The 11th Asia Pacific Industrial Engineering and Management Systems Conference The 14th Asia Pacific Regional Meeting of International Foundation for Production Research Melaka, 7 – 10 December 2010
Sustainability Evaluation for Decision Making Abdul Rahman Hemdi † Faculty of Mechanical Engineering, Universiti Teknologi Mara, UiTM Pulau Pinang, MALAYSIA Email:
[email protected] Muhamad Zameri Mat Saman1 and Safian Sharif2 Faculty of Mechanical Engineering, Universiti Teknologi Malaysia, Johor, MALAYSIA Email1:
[email protected] Email2 :
[email protected]
Abstract - As the awareness of the impact of sustainability on the industrial sector arises, it promotes the development of new and practical methods and tools for sustainability evaluation. Various tools were developed to assist designers and decision makers for sustainability evaluation such as Eco Indicator 95 and 99, Life Cycle Index, Ten Golden Rules and etc. However, some of them only focus on one or two elements of sustainability whereas sustainability requires the consideration of the environment, economic and social elements.
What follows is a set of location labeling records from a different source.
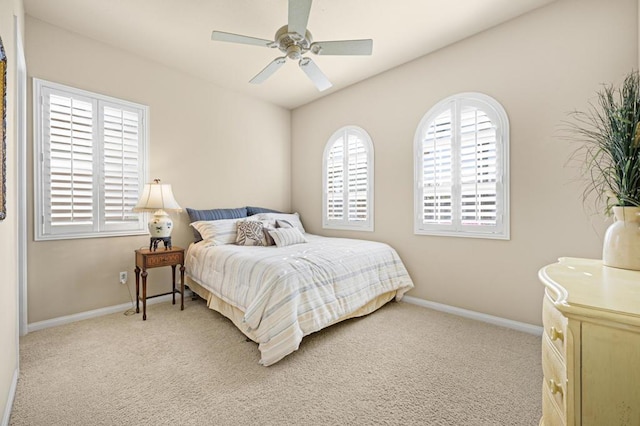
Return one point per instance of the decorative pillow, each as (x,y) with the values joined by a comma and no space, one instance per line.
(284,224)
(255,210)
(287,236)
(217,231)
(268,239)
(250,233)
(293,219)
(213,214)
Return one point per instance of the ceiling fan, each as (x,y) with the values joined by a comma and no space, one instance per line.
(294,40)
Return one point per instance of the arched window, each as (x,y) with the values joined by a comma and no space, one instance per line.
(461,150)
(348,180)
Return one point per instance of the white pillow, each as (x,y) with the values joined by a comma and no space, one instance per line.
(293,218)
(218,232)
(287,236)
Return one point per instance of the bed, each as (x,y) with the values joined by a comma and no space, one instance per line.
(276,292)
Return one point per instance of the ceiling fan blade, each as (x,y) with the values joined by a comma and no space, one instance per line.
(269,70)
(343,47)
(313,72)
(299,16)
(236,38)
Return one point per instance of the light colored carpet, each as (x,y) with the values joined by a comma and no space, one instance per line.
(401,365)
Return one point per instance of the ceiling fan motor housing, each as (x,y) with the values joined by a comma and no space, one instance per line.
(292,44)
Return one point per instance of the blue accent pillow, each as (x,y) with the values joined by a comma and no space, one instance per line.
(255,210)
(214,214)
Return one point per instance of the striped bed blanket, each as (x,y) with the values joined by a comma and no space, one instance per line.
(289,292)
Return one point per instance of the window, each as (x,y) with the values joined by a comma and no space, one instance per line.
(91,158)
(461,150)
(348,180)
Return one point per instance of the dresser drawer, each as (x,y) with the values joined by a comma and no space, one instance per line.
(164,259)
(555,325)
(551,413)
(555,374)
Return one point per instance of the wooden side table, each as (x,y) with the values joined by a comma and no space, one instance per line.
(146,259)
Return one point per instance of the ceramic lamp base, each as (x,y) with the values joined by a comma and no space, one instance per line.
(160,225)
(155,241)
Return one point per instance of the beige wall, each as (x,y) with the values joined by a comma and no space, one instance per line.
(539,66)
(9,226)
(217,149)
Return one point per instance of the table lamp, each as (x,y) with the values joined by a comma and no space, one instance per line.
(157,198)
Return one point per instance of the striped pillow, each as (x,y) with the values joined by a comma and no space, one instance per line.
(217,232)
(287,236)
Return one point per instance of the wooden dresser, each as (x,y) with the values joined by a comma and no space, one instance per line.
(590,344)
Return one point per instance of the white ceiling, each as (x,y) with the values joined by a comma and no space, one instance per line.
(177,33)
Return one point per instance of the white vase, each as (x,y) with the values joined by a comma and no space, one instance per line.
(621,247)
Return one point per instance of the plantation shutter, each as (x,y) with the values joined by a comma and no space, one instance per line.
(335,181)
(91,155)
(348,174)
(70,163)
(358,178)
(121,164)
(478,168)
(461,166)
(437,178)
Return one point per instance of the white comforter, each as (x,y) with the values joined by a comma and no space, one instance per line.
(289,292)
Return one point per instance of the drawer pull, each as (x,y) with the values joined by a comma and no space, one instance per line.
(556,334)
(555,387)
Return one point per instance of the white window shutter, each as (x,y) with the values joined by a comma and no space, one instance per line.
(348,180)
(335,181)
(91,155)
(69,182)
(437,178)
(461,169)
(121,165)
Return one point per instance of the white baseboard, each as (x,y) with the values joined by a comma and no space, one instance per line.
(478,316)
(94,313)
(10,398)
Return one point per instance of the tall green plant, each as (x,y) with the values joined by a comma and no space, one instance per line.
(610,153)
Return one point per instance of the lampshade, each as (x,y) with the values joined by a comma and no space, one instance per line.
(156,196)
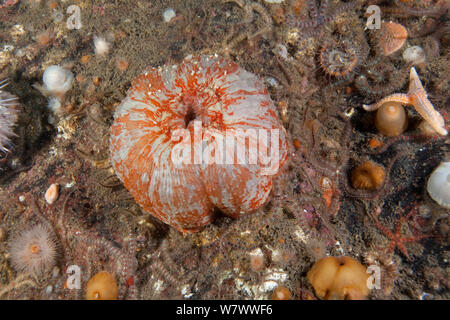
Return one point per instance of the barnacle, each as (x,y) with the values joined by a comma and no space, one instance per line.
(9,114)
(338,58)
(391,119)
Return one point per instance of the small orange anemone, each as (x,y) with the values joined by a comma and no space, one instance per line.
(393,37)
(368,176)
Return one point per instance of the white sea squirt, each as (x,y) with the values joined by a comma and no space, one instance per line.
(57,80)
(438,185)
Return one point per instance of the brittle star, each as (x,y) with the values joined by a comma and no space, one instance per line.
(397,240)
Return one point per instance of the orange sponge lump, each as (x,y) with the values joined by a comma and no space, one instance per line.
(338,278)
(102,286)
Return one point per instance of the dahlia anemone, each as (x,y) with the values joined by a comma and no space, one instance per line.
(34,250)
(181,181)
(9,114)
In addition to that, the challenging task in sustainable evaluation is how to deal with the uncertainty as it not only evaluates the current situation but also the prediction and strategic decision making for future. Consequently, a simplified and understandable methods and tools are required in guiding the designers and decision makers in sustainability evaluation of product and process. Hence, this paper aims to propose a sustainability evaluation framework by using fuzzy method in guiding the designers and decision makers to develop sustainable product and process with the consideration on environmental, economic and social aspect. The fuzzy logic approach was integrated into the evaluation process as it has a capability to handle severe uncertainty and ability to evaluate qualitative and quantitative data simultaneously. The example of selecting the alternatives of power generation sources was used as a preliminary case study. Keywords: Product design, sustainable product, sustainability evaluation, decision making, fuzzy method.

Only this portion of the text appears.